Documenting the American South Logo
oral histories of the American South
Excerpt from Oral History Interview with Carl and Mary Thompson, July 19, 1979. Interview H-0182. Southern Oral History Program Collection (#4007) See Entire Interview >>

Courtship, marriage, and adulthood in the mill villages

Mary Thompson explains how courtship worked in the mill villages. She and her first husband married when she was only fifteen, and she talks about how that forced her to become an adult quickly.

Citing this Excerpt

Oral History Interview with Carl and Mary Thompson, July 19, 1979. Interview H-0182. Southern Oral History Program Collection (#4007) in the Southern Oral History Program Collection, Southern Historical Collection, Wilson Library, University of North Carolina at Chapel Hill.

Full Text of the Excerpt

I was going to ask you what type things you did when you had some free time, what type games you played and what you did to entertain yourself.
MARY THOMPSON:
We went to parties and done about the same thing… Well, I don't know what they do at parties now.
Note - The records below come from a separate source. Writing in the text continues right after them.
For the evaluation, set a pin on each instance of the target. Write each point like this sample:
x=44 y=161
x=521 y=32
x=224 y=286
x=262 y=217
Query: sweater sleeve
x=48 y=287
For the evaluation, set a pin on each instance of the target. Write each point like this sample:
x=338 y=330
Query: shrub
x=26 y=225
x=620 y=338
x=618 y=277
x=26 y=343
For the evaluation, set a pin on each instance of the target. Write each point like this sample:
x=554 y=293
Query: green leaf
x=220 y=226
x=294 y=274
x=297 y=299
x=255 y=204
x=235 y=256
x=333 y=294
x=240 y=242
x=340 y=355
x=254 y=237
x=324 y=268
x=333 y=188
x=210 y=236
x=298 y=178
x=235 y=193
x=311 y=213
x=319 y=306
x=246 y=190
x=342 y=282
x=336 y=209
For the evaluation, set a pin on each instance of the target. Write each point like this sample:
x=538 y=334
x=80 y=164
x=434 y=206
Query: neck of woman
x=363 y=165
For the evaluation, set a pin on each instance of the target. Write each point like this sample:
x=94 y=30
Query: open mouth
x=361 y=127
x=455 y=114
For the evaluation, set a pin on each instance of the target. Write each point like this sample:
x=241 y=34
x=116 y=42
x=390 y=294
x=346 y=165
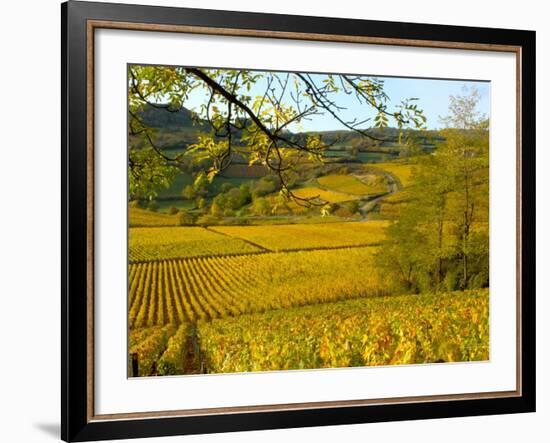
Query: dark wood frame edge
x=78 y=421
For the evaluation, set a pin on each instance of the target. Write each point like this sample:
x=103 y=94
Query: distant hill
x=166 y=120
x=179 y=129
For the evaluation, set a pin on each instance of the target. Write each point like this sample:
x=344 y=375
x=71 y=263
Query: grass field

I don't guess it's the same thing now; I guess it's smoking and all that. Now I don't know what they do, but then we played games, spinning the bottle, things like that. And of course, like all boys and girls, we loved to talk. We wasn't allowed to go outdoors or nothing like that, but get off to ourself and talk, you know. And then we'd have times where they'd all come to one house, different houses, and some of them had pianos, and we had a piano. And we'd play and sing and then sit around and talk.
JIM LELOUDIS:
What would you talk about?
MARY THOMPSON:
Like all boys and girls. [Laughter] Just different things. We'd talk about music and the church, and then we just liked to talk to one another. There ain't too much difference, only just they have more freedom now; they have too much freedom. But there wasn't too much difference; boys and girls then fell in love and fell out, just like now. [Laughter] They fell in love too quick. So I got married real young, and I had a baby, and then that cut it out, all the parties and things. Then we didn't live together too long till we were separated, and so I raised the baby. Oh, he helped some, but not much. He's dead now. But the trouble is, most boys and girls at that time got married too early. They don't get married quite as early now as they did back then, I don't think.
JIM LELOUDIS:
When did you feel like you had grown up, that you were an adult?
MARY THOMPSON:
We was just then like they are now; we thought we knowed it all when we was fourteen years old. All boys and girls thinks that. Then after they get up around thirty, they find out they didn't know nothing. That's the whole thing about it. It's the same thing. They've always thought they knowed it all when they started about fourteen.
JIM LELOUDIS:
How old were you when you married?
MARY THOMPSON:
I lacked one month of being sixteen. I was fifteen.
JIM LELOUDIS:
How did you meet your husband?
MARY THOMPSON:
At a party at my house. He had lived in the mountains about all his life, and his daddy and him had come down and got a job in the cotton mill there at Poe Mill. And they moved down there, and his mother had twelve children, I believe, but one of them was married when I met him. And he come to a party one night there, and that's how I met him. And then after we got married, his people moved back to the mountains. They didn't stay down there very long, and then after we separated he went back up there above Slater. He went to work at Slater and stayed up there with his daddy and them.
JIM LELOUDIS:
Did your parents approve of your getting married so young?
MARY THOMPSON:
No, they didn't want me to, but I did.
JIM LELOUDIS:
Did you run off? Did you elope?
MARY THOMPSON:
Yes, run off. Like all of them, nearly. Back then, we thought that if we just got married, we could be free then, do as we pleased, and found out you don't ever get free in life. [Laughter] But that's just the mistakes young people makes, but there are lots of them does. Others was marrying young, and I thought I had to, too.
JIM LELOUDIS:
You said you had a child real quickly. How did getting pregnant so young make you feel?
MARY THOMPSON:
I was eighteen when she was born. Back then, I guess everywhere, around where we lived that was mostly what they did. They got married young and started a family young, but I didn't have but one. I stopped. [Laughter] But most of them did that; they had children around eighteen or nineteen years old. And I got a brother, him and his wife married when they were sixteen, and by the time they was eighteen, they'd already had two children. They ain't but fifty-three now. They've just got two children, but they've got seven grandchildren, some of them about grown.
JIM LELOUDIS:
You said once you got married and had a child, that put an end to things.
MARY THOMPSON:
It put an end to running around to parties. You see, married people didn't go to parties then, not with the single ones.
JIM LELOUDIS:
Did that upset you any?
MARY THOMPSON:
No.
JIM LELOUDIS:
It sounded like maybe you were just a little …
MARY THOMPSON:
You worked so hard you didn't even think about things like that. I didn't. After my baby got two months old, I went back to work in the mill. We worked so hard, and then we got two rooms there on the mill village and we kept house there on the mill village.